How to manage a Facebook community

How to manage a Facebook community

Whilst community management has been around for decades, the title now applies to many different roles. Job descriptions often describe completely different roles for the title of Community Manager.

One of the most common is that of a Facebook Admin – which can be made up of moderator, editor, and content curator tasks. It is important to note here that “Traditional” Community Managers are usually tasked with building engaged online communities, mostly in forum environments, which requires them to work more broadly than purely on the Facebook platform.

That said, as Facebook is so extensively used, the following five tips are tried and true community building tips that Facebook Admins can use to grow engaged brand pages.

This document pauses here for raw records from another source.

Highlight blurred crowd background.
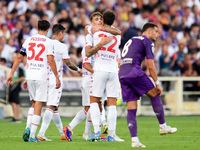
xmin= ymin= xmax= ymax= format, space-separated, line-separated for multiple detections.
xmin=0 ymin=0 xmax=200 ymax=91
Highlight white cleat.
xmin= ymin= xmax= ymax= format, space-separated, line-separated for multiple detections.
xmin=37 ymin=135 xmax=52 ymax=141
xmin=82 ymin=132 xmax=91 ymax=141
xmin=113 ymin=134 xmax=124 ymax=142
xmin=159 ymin=126 xmax=177 ymax=135
xmin=132 ymin=141 xmax=146 ymax=148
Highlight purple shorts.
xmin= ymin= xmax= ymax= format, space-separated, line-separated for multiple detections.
xmin=119 ymin=74 xmax=154 ymax=102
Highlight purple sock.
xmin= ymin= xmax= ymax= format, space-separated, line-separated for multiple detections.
xmin=150 ymin=94 xmax=165 ymax=124
xmin=127 ymin=109 xmax=137 ymax=137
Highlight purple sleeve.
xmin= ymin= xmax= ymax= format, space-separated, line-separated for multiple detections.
xmin=144 ymin=38 xmax=154 ymax=60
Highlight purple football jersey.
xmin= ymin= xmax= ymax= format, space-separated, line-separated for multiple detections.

  1. Recruit members: Whether your Facebook Page is in its inception or long-established – recruiting new members helps build engagement. To state the obvious, advertising will attract the people who see an ad and click on it. It will rarely attract active community members who share the interest or purpose of your community, and who will help to drive conversation and convert more new and active members. Influencer engagement is something we talk about often and use more to gain reach on campaigns. Employ the same principles, look for the most active members you have currently, search Twitter and the blogosphere for potential new community members who have a shared purpose with your community and invite them to participate. We’re not talking about those with the biggest following, but those with a genuine interest and influence relating to your community’s purpose. Invite these people to your community, embrace them as your core members, ask them for content ideas, reward or incentivise them for participation, help them to feel a sense of ownership of the community.
  2. Foster and encourage conversation: So many brands and organisations continue to follow the broadcast model on Facebook – scheduling updates and moderating only to remove offensive content. It’s important that Facebook Admins make use of the functionality available only in the best interests of community building. Some Facebook functionality, such as scheduled posts, can be detrimental to your community. You’re pumping in content, but are not part of the conversation. Other functionality, such as nested comments, can allow you to develop rich member-to-member conversations. For traditional Community Managers, member-to-member conversation is a key indicator of a healthy community, and whilst you do need to be driving the conversations on Facebook, you also want your community members to participate in those conversations and interact with each other as much as possible. Be there when the community is active, respond to member questions promptly and, most importantly, further the discussion.
  3. Don’t over-manage: You want to be a part of your community and as the representative for your organisation you have a duty of care to manage and moderate it effectively. However, it’s vital your members feel a sense of ownership or you will never build a successful community. Successful communities should self-moderate and manage. Self-moderation means that other members will either respond in a way that reflects how you might or will make use of Facebook’s reporting functionality to have offensive content removed. In addition to this, try only to delete those comments and conversations that are detrimental to the community. For example, heated (on-topic) discussions between community members show a passion for your community and its purpose, unless they are outright flaming, they’re good things and should be monitored but not deleted. It makes the community interesting. Developing a shared sense of community frees up your time from moderation for more proactive tasks such as conversation building and content-creation.
  4. Spend more time on proactive, rather than reactive work: With Facebook flashing up those dreaded red notifications that vie for your attention and constantly emailing you about interactions on your page, it can be incredibly difficult to manage your time on what’s important. Don’t get me wrong, moderation is vital, but it shouldn’t take up the bulk of your time. Set yourself a limit on how often you’ll moderate. Facebook provides a wealth of information with its insights – make sure you’re spending time learning what content your members favour, what times of day they’re most active and understanding the life-span of your content. Create reports that show this data along with images of successful posts and share them with your key stakeholders. This can help to build relationships within your organisation, which in turn can create opportunities for new content.
  5. The best content for a community is content by the community: It’s often the marketing and communications teams driving the broadcasting of messages to your Facebook audience. As the Community Manager you’re in the community on a daily basis, you know your community best. What questions are asked of you regularly that you can turn into content to share on the page? Can you have a member of the week or month, or write member profiles? What recurring themes arise in response to the content you currently share? Are you getting some great user comments that you can share back to the community? Feed your suggestions back to the content creators if that’s not you and make sure you’re heard – give your community the content they’re after. It’s vital as a Community Manager to remember that the people, your members, and the shared purpose or interest they have in being there are of the utmost importance – deliver them content around this and you’ll see your engagement sky-rocket.